# NLP Basics: Implementing a pipeline to clean text

### Pre-processing text data

Cleaning up the text data is necessary to highlight attributes that you're going to want your machine learning system to pick up on. Cleaning (or pre-processing) the data typically consists of a number of steps:
1. **Remove punctuation**
2. **Tokenization**
3. **Remove stopwords**
4. Lemmatize/Stem

The first three steps are covered in this chapter as they're implemented in pretty much any text cleaning pipeline. Lemmatizing and stemming are covered in the next chapter as they're helpful but not critical.

In [None]:
import pandas as pd
pd.set_option('display.max_colwidth', 100)
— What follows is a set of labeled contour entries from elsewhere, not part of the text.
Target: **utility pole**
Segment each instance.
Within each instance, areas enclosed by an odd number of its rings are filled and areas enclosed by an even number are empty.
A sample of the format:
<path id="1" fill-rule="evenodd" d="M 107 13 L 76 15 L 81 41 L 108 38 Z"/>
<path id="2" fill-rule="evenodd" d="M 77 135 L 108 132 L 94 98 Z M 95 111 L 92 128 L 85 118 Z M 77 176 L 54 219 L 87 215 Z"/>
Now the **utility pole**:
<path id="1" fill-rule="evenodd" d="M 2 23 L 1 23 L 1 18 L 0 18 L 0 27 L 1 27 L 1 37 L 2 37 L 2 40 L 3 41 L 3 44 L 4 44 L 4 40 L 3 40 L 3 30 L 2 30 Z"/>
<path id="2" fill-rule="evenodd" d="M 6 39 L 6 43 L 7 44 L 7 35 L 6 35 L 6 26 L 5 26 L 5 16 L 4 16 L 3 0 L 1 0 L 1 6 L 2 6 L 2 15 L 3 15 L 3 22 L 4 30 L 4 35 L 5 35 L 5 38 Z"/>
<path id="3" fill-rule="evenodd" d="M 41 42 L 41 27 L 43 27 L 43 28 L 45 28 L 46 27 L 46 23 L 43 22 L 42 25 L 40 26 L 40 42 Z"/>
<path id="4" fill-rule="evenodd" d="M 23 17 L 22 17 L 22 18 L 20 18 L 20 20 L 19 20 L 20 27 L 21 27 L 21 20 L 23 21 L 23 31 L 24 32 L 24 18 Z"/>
data = pd.read_csv("SMSSpamCollection.tsv", sep='\t', header=None)
data.columns = ['label', 'body_text']

data.head()

In [None]:
# What does the cleaned version look like?
data_cleaned = pd.read_csv("SMSSpamCollection_cleaned.tsv", sep='\t')
data_cleaned.head()

### Remove punctuation

In [None]:
import string
string.punctuation

In [None]:
# we are using list comprehension
def remove_punctuation(text):
    # this returns a list of characters, we will then need to join it
    text_nopunct = [ch for ch in text if ch not in string.punctuation]
    return "".join(text_nopunct)

data['body_text_clean'] = data['body_text'].apply(lambda x: remove_punctuation(x))
data.head()

### Tokenization

In [None]:
import re

def tokenize(text):
    # splits when it sees one or more NON-word character
    tokens = re.split('\W+', text)
    return tokens

data['body_text_tokenized'] = data['body_text_clean'].apply(lambda x: tokenize(x.lower()))

data.head()

### Remove stopwords

In [None]:
import nltk

stopword = nltk.corpus.stopwords.words('english')

In [None]:
def rm_stopwords(tokenized_list):
    res = [word for word in tokenized_list if word not in stopword]
    return res

data['body_text_nostop'] = data['body_text_tokenized'].apply(lambda x: rm_stopwords(x))
data.head()